Image Gallery

SO2 over Eastern Europe

Figure 1: GOME SO2 total columns above Europe averaged over the period 15-29 February 1996. Enhanced SO2 levels observed in Eastern Europe are most likely emissions from coal power plants. During this period surface temperatures were extremely low so that private household may also have contributed to the high SO2 values (Eisinger and Burrows, 1999)

Arctic Ozone loss 1997

Figure 2: GOME time series of mean Arctic vortex ozone volume mixing ratios on the 475 K isentropic potential temperature surface (about 19 km altitude) during Arctic winter/spring season 1996/97. Solid points are the GOME results and error bars are the 1sigma standard deviations from averaging inside the polar vortex. The solid line represents the ozone time series, where the subsidence of the vortex has been calculated from diabatic heating rates and the accumulated diabatic ozone changes (bottom plot) were subtracted from the original times series. This curve provides an estimate of the true chemical ozone loss during the course of the winter. Between middle of February and early May 1997 an accumulated ozone loss of 52% have been derived (Bramstedt et al. 2000). For more information on ozone profile retrieval contact Kai-Uwe Eichmann.

UV Index Jan 1998

Figure 3: Mean surface UV index in January 1998 derived from GOME data. Radiative transfer calculations using the total ozone information from GOME determines the clear-sky surface UV flux. Cloud information are derived from estimation of the Lambertian equivalent reflectivitity (LER), which is defined as the surface albedo in an aerosol and cloud free atmosphere that provides the appropiate top-of-atmosphere radiance observed by GOME. High LER are indicative of the presence of clouds and the LER values are used to estimate the cloud attenuation of the UV surface flux. The UV index is an erythemally weighted integrated surface flux (Erythema=sun burn) and is normally calculated for local noon time (maximum exposure) condition.

H2CO 1998

Figure 4: Formaldehyde annual mean vertical columns from GOME in 1998. High amounts of HCHO have been observed in particular above rain forests in equatorial regions. They are probably due to high biogenic emissions of terpenes and isoprenes. Further information about HCHO evaluation is available on the IUP DOAS page) or please contact Folkard Wittrock.

GOME Total Ozone

Figure 5: March northern hemispheric total ozone distributions 1996-2000 (from left to right and top to bottom) and climatogical mean from Nimbus7/TOMS 1979-1993 (bottom right). After extended periods of very low stratospheric temperatures in the polar region during winter, low total ozone columns were observed in March (1996, 1997, and 2000).
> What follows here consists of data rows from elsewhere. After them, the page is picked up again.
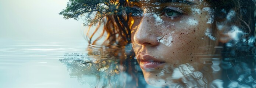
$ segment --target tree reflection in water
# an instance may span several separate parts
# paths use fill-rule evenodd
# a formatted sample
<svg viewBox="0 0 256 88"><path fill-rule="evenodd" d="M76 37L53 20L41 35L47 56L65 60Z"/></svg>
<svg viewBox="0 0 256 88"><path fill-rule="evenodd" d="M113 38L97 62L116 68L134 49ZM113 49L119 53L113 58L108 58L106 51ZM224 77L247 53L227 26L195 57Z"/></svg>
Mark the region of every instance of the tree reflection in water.
<svg viewBox="0 0 256 88"><path fill-rule="evenodd" d="M85 51L88 53L83 55L60 60L67 66L71 77L90 87L145 87L146 83L131 45L100 44L89 45Z"/></svg>
<svg viewBox="0 0 256 88"><path fill-rule="evenodd" d="M243 49L235 46L225 47L215 47L217 52L221 52L221 55L212 55L221 56L220 58L201 58L205 64L206 67L203 70L195 70L188 63L179 66L177 69L185 77L182 79L186 84L170 83L167 87L256 87L256 81L253 78L256 72L255 65L249 64L252 63L250 62L255 63L255 48L248 46L240 47L243 47ZM131 44L92 44L89 45L85 51L86 53L83 54L70 55L73 56L72 58L66 57L60 60L67 66L71 77L77 78L83 84L89 84L90 87L145 88L149 86L145 81L139 66L134 58ZM161 72L168 75L170 72L165 70L163 69ZM222 72L220 73L220 70ZM176 70L172 71L175 73ZM222 76L221 78L211 84L207 83L207 79L214 79L211 74L217 73ZM201 77L202 73L206 79ZM209 75L205 75L207 74ZM166 78L168 80L169 78ZM210 85L205 85L206 84Z"/></svg>

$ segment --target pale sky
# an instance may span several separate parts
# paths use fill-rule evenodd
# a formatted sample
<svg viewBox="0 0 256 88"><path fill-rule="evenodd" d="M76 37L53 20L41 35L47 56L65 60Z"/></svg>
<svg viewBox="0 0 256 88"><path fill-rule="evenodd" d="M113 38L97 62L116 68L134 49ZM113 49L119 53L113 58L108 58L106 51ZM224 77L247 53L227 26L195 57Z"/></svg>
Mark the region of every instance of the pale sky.
<svg viewBox="0 0 256 88"><path fill-rule="evenodd" d="M65 20L58 14L68 1L0 0L0 40L85 41L83 21Z"/></svg>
The mean position of the polar vortex, a stratospheric cyclone, where low ozone was measured is indicated by the dashed contour. High total ozone values throughout the northern hemisphere (NH) were found following winters with warmer stratospheric temperatures (1998 and 1999). The Arctic stratospheric winter/spring seasons exhibit high interannual dynamic variability in meteorology and ozone and leads to very different levels of chemical ozone depletion each year. The Greenwich meridian (0ºE) points towards the bottom in the stereographic projection.